Jacqui Van Der Kaay: Rules can’t restore personal integrity

Jacqui Van Der Kaay: Rules can’t restore personal integrity

While Prime Minister Chris Hipkins is to be applauded for strengthening the rules around conflict of interest for Ministers, questions need to be asked about why more rules are needed.

Hipkins announced five changes to the conflict-of-interest rules for Ministers last week, following Minister Michael Wood’s resignation after he discovered more shares in a family trust raising further questions around potential conflicts of interest. The former Minister had already been stood down from the transport portfolio after failing to sell his shares in Auckland Airport, despite multiple requests to do so.

The new rules are:

  • Quarterly reporting about conflicts of interest to the Prime Minister
  • Escalation process if Ministers are not acting on advice
  • Annual in-person reviews with Ministers
  • A nominated person in each Minister’s office to be aware of possible conflicts
  • Conflicts becoming a standing item at Cabinet meetings

The fundamental issue with having rules is that they need to be followed. The rules around conflict of interest are already outlined in the Cabinet Manual and they’re clear. And, in the case of former Minister Michael Wood, even being asked 16 times by the Cabinet office didn’t help him to abide by them.

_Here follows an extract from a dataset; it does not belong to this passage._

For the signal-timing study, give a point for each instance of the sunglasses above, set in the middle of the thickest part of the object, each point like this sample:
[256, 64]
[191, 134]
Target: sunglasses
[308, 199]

While strengthening them may go some way to helping the integrity issues that are beleaguering this Government, questions remain about why elected representatives, and in particular Ministers, can’t take personal accountability for their integrity.

Independent agency

The Prime Minister has indicated that more change may follow including possibly following Australia’s lead by requiring Ministers to divest shares at the time of their appointment.

Earlier this year, Lyn Provost became New Zealand’s first Independent Commissioner for Parliamentary Standards. The appointment followed the Francis review into bullying behaviour and the culture of Parliament’s precinct. The role is responsible for looking into claims of bullying and improper conduct.

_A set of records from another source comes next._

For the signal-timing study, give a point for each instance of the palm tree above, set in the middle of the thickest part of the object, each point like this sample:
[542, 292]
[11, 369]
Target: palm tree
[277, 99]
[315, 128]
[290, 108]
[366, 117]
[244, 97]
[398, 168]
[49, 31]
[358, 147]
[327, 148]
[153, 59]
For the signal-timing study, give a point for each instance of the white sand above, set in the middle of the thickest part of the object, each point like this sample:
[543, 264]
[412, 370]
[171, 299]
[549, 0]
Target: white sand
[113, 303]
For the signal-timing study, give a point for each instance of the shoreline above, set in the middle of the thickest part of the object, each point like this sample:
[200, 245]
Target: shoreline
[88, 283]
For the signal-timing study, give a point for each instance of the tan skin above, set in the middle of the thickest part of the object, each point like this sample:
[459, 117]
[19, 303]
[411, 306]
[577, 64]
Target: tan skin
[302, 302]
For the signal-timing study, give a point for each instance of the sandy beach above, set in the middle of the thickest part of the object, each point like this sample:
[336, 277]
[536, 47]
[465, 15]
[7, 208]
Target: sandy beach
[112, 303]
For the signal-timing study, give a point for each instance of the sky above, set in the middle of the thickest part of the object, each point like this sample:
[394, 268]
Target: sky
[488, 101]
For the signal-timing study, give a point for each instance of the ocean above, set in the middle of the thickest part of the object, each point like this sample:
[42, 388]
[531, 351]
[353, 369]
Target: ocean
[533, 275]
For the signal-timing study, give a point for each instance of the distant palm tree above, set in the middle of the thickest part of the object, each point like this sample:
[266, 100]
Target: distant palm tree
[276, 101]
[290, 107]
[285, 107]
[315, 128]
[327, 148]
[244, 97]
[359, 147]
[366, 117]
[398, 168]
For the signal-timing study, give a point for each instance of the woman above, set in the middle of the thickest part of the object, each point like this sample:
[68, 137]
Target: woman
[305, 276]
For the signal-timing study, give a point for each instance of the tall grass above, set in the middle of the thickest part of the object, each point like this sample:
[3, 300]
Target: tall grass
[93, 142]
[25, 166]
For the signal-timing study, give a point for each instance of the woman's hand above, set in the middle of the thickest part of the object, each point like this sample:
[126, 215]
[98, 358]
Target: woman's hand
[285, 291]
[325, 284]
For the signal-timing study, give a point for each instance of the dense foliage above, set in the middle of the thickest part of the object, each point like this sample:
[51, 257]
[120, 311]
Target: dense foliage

However, some commentators have suggested it may be time to have a wider independent agency oversee the integrity and ethical issues in Parliament. International experience, however, shows that such independent oversight appears to make little difference to behaviour and worse, doesn’t increase the public’s trust in elected officials.

In May 2009, the widespread misuse of allowances and expenses by British MPs in both the House of Commons and the House of Lords and on all sides became a major political scandal. The scandal happened during a time of economic recession and the public outrage led to a number of MPs resigning, some being fired, some being charged with criminal offenses, some of which resulted in convictions and jail terms, and some MPs being deselected before the 2010 general election.

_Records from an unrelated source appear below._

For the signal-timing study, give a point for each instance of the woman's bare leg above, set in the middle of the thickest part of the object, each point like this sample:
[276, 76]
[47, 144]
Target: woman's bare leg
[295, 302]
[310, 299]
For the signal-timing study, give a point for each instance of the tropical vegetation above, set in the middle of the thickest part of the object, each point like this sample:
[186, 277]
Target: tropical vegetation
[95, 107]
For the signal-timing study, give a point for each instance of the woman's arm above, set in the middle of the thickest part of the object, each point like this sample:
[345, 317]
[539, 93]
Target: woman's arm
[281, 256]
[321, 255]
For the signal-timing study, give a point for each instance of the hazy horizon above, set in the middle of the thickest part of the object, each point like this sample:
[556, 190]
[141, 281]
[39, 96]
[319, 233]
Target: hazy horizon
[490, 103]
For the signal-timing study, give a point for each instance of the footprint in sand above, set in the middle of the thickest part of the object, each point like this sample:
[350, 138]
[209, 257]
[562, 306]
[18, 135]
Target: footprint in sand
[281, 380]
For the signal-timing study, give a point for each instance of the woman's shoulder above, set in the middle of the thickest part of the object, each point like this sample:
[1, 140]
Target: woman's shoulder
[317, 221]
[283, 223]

One of the outcomes of this scandal was the establishment of the Independent Parliamentary Standards Authority to oversee MPs’ salaries and expenses. This was in addition to other already established oversight bodies, including the Committee on Standards in Public Life, that had been set up in an effort to regulate the ethics of elected representatives in Britain.

Research undertaken after the 2009 scandal, found that codes of conduct and other institutional guidance did not have any impact on either the level of transgressions or on the public’s view of politicians. In fact, the levels of trust in politicians continued to decline despite this. More recently, it’s clear that the rules, guidance, and independent oversight did nothing to stop the raft of scandals in British politics including former Prime Minister Boris Johnson’s party gate saga.

Citizens’ views of ethics and integrity

Of even more concern, is that the same research found that politicians’ views of what is considered ethically acceptable differed from that of citizens.  Elected representatives tend to take a more minimalist view, whereas the public considers it in a wider context even as far as including the words politicians use and keeping the promises they make.

One of the starkest findings was that when citizens are forced to choose, most people would rather have politicians who were honest, even if they were less successful and hard-working. At a time when citizens’ engagement in politics is waning with declining levels of voter participation, Ministers would do well to remember that the public holds them to higher standards than they do. And, further, that “the health of any democracy is in part dependent on citizens having confidence and trust in those who rule them”.2

  1. Allen, N., & Birch, S. (2015). Ethics and Integrity in British Politics: How Citizens Judge their Politicians’ Conduct and Why It Matters. Cambridge University Press.
  2. ibid, pg 4


Jacqui Van Der Kaay is a PhD student at Victoria University of Wellington. She is a former journalist, holds a Masters degree in Political Science from Victoria University of Wellington and has a specialist interest in political leadership, voter behaviour, immigration and how social media affects democracy.